Im Zusammenhang mit dieser Rede kam der Begriff „Re-Feudalisierung“ auf. Der Begriff ist äußerst bündig. Jüngst in der Süddeutschen und FAZ quasi zeitgleich waren Artikel zu lesen über die Krise des Theaters in NRW, einem Land, dessen Regierender das Kultusminsiterium auflöste und Kultur zur Chefsache erklärte. Der Artikel zitierte Kulturdezernenten (ich meine das, bitte mich zu korrigieren), die freimütig nicht ins Theater gehen. Zugleich sind Festivals, also keine regelmäßigen Ensemblearbeiten, sondern „Events“, ebenso zunehmend wie die von Ensembles entkernten Rumpftheater, die nach Marktlage / Publikumsnachfrage Vorstellung „einkaufen“. Es hat nichts mit Marx zu tun oder links. Es geht um eine bestimmte Form von Theater, das, sofern es dem Autoren „diene“, verläßlich, kalkulierbar ist. Der Text verbrieft die Aufführung. Das Publikum wird in seinem vorbesessenen Wissen nicht gefährdet. Der Zustand ist stabil, ist (siehe oben) sicher genormt. Die Folge des Autorendienstes ist eine berechenbare Theaterkunst, die nur die Gesichter der Schauspieler austauscht, nicht aber die Herausforderung an das Publikum. In Zeiten der Krise, ich schäme mich fast, diese wieder anzuführen, ist ein Sicherheitsbedürfnis logisch. Die Re-Feudalisierung auch. Kehlmanns Text bedient eine ungute Konservative. Nämlich eine, die einen Wert an sich kennt. Eine, die sich nicht scheut – das ist der Skandal seines Schlußes – die Wahrheit von der Kunst zu fordern. Dies ist eine religiöse Forderung. Dies ist eine sakramentale Forderung. Das Unmessbare, Unabgleichbare zum Kriterium zu erheben, ist die Aufforderung zur Frömmigkeit, zum Dienst am Jenseits, und bequem stets von Inquistoren abzustrafen, denn die Wahrheit steht nicht im Vermögen des Menschen. Die unerreichbare Wahrheit ist aber auch ein Totschlagsargument. Das nicht wahr, das also schlecht. Kunst, die Wahrheit zu verkünden sich anpreist, ist Progaganda; ich wiederhole es. Vor allem: wenn Wahrheit – und dies ist der infame Schluß – mit Werktreu, also der „Wahrheit“ des Autors gleichgesetzt wird: als gäbe es zwar keine objektive Wahrheit auf Erden, aber die subjektive im Autorenhimmel, die wenigstens der Theaterschaffer als sterbliches Pendant zur objektiven Wahrheit anhimmeln müsse.
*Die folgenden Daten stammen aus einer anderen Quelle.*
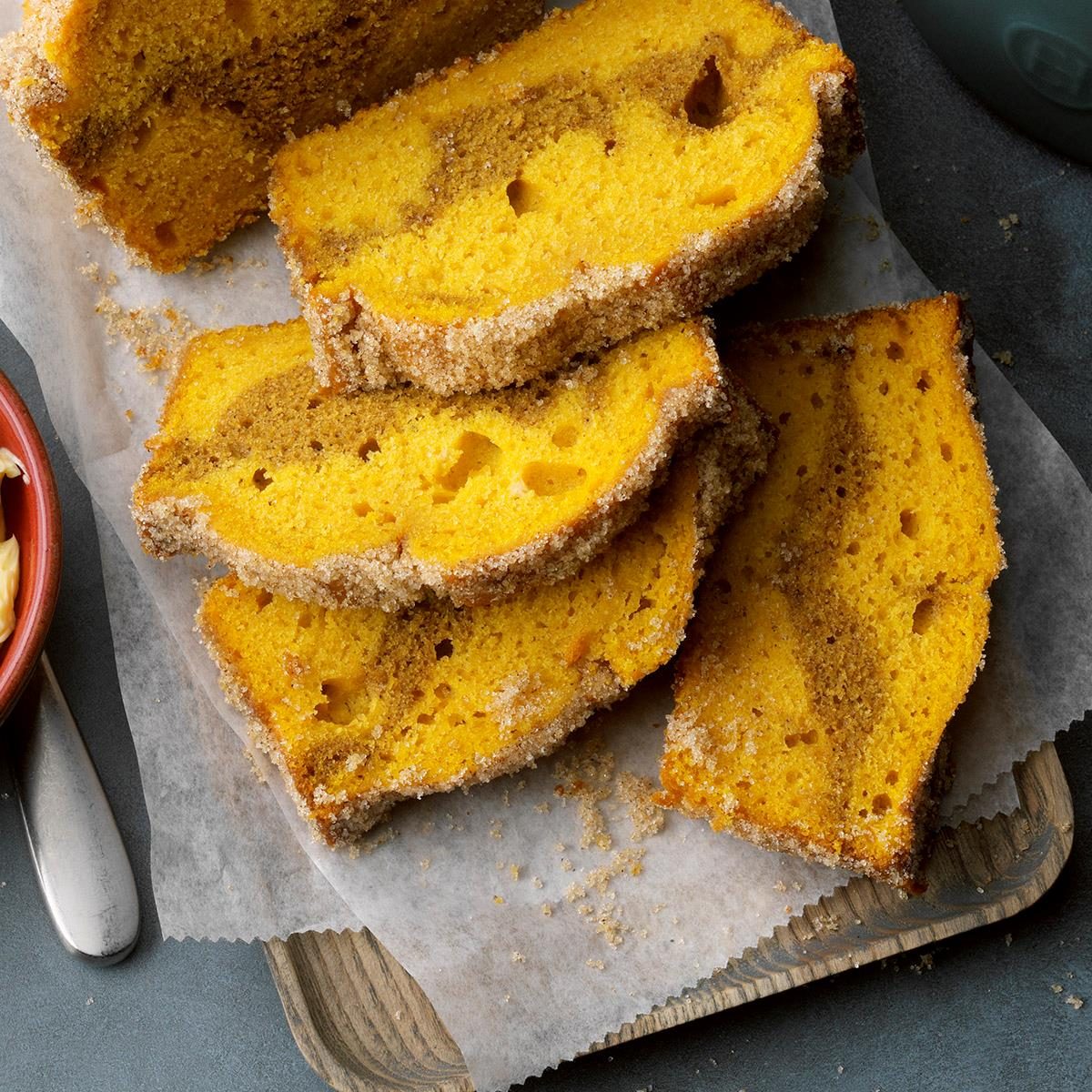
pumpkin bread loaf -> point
(164, 117)
(361, 709)
(374, 498)
(622, 167)
(845, 612)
Es muss betont werden, denke ich: jeder Angriff auf das sogenannte Regietheater ist ein Angriff auf das Theater an sich. Das Theater gleicht insofern einem Parlament: wenn man der einen Partei die Rederechte einschränkt, ist das Organ in Gesamtheit vergiftet.
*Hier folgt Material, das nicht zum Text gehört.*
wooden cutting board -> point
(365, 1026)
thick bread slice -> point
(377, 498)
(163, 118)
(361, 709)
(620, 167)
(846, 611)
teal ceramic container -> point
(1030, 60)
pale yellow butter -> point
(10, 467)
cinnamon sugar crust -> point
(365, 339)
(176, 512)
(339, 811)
Ich sage, Herr Kehlmann würde niemals dulden wollen, wenn ihm jemand das Schreiben vorschriebe. Er möge bedenken, dass jene Intellektuellen, die sich zum Handlanger und Zeugen einer Kunststrafgerichtsbarkeit machten, grundsätzlich sehr übel in dem System aufwachten, das aufzurichten sie halfen.
Thomaspeter Goergen
ich fürchte, herrn kehlmann war NICHT bewußt, wie vermessen und kleingeistig sein Kronleuchtervergleich war..ich fürchte, er ist wirklich so naiv, daß er seine romantisierende kindheitserinnerung als ein tatsächlich adäquates beispiel für ein theaterwunder hält... eine wenig durchdachte und im kindlichen steckengebliebene nebulöse gedankenwelt...- ohjeee..
Vielen Dank, Herr Georgen.
Rät jemand, vom wem das, seinerzeit als Radio-Vortrag, allzeit gültig, geschrieben wurde?
"Wo der Hochmut des Intellektes sich mit seelischer Altertümlichkeit und Gebundenheit gattet, da ist Teufel.
Und der Teufel, Luthers Teufel, Faustens Teufel, will mir als eine sehr deutsche Figur erscheinen, das Bündnis mit ihm, die Teufelsverschreibung, um unter Drangabe des Seelenheils für eine Frist aller Macht und Schätze der Welt zu gewinnen, als etwas dem deutschen Wesen eigentümlich Naheliegendes.
Ein einsamer Denker und Forscher, ein Theolog und Philosoph in seiner Klause, der aus Verlangen nach Weltgenuss und Weltherrschaft seine Seel dem Teufel verschreibt, - ist es nicht ganz der rechte Augenblick, Deutschland in diesem Bilde zu sehen, heute, wo Deutschland* buchstäblich der Teufel holt?"
PS.
*Deutschland würde ich natürlich gerne mit 'Theater' ersetzen.
Schließe mich dem o.a. Dank Hildes für Thomaspeter an, nur, den K's allerorten wirds reichlich wurscht sein. Die wittern Morgenluft, sind jetzt wieder wer, kriegen Applaus, sind die Leute der Stunde und von Morgen ...
Das klingt nach Faust, würde ich sagen.
Aber ich sehe für das Theater nicht ganz so "schwarz" wie Sie, Herr Unger. Dafür gibt es doch einfach zu viel gutes Theater, auch in Deutschland.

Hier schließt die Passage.